Image source: Getty Images.

Why invest in Public Storage?

First off, self-storage is a relatively inexpensive business to run. Self-storage properties are rather inexpensive to build, staff, and maintain when compared with other major commercial property types. In fact, Public Storage has previously said that it can break even with about 30% occupancy in its properties, and its occupancy rate is currently 92.5%. That's a big margin of safety.

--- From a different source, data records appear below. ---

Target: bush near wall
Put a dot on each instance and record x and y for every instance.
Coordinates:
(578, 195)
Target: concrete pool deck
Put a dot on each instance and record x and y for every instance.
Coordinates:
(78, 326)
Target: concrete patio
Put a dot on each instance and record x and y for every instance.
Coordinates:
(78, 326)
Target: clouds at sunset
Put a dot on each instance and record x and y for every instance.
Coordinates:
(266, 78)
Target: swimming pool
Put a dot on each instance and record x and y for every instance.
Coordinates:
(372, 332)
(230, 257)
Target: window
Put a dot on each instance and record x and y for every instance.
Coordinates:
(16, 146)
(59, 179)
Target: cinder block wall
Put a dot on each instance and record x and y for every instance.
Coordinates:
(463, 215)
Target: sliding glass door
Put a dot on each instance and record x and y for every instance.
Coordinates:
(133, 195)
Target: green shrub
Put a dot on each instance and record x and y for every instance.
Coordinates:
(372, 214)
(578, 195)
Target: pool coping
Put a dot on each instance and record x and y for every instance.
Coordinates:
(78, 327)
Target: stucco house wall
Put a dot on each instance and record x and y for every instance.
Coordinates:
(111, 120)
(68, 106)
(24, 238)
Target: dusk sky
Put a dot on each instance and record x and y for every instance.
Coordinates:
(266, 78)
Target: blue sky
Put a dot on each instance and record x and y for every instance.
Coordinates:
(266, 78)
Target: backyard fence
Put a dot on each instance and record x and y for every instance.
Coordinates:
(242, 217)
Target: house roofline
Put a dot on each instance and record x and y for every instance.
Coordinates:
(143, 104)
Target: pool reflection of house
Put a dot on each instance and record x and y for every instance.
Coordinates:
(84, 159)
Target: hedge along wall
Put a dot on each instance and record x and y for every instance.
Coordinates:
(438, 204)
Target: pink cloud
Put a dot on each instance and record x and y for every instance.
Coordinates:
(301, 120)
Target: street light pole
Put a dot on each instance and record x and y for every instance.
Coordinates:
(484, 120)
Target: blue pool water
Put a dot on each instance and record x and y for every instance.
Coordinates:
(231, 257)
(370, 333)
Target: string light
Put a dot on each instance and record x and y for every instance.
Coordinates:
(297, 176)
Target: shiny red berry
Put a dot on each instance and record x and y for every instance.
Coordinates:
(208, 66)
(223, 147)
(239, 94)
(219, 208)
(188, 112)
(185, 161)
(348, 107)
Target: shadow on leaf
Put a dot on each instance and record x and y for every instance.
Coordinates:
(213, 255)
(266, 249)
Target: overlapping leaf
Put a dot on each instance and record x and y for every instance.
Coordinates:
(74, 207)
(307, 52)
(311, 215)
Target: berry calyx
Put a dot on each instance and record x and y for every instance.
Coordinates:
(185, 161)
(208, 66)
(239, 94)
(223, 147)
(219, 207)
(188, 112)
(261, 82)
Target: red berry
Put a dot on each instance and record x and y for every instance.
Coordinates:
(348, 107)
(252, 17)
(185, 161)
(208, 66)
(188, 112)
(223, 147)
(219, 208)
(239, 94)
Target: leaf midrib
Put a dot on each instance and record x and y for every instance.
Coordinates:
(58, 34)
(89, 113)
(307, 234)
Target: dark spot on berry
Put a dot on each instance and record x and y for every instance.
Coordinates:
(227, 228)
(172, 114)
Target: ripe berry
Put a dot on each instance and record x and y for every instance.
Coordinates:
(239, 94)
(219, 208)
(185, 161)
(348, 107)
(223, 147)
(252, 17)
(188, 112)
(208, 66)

Public Storage also has a rock-solid balance sheet. Most real estate investment trusts use a considerable level of debt to fund their operations -- debt in the 30%-40% of total capitalization range is common. Well, Public Storage has just about 3.2% (not a typo) of its capitalization in the form of debt. Even when including preferred equity, it's only about 10%. This low leverage is a main reason why Public Storage enjoys that massive margin of safety I just mentioned -- many debt-reliant peers need far more than 30% occupancy to cover their costs.

Over the years, Public Storage has built up a great dividend track record. Since 2002, the company's dividend has grown at a 9.8% annualized rate, and the current 3.4% yield is well covered by Public Storage's earnings.

Finally, Public Storage is starting to branch out. Traditionally, the company has primarily acquired properties and self-managed them. Now, it's investing heavily in ground-up development, which has the potential for superior returns. It also just started its third-party management business in 2018. With only 20 properties under management, this is still just a drop in the bucket, but it has lots of potential to grow into a serious revenue stream.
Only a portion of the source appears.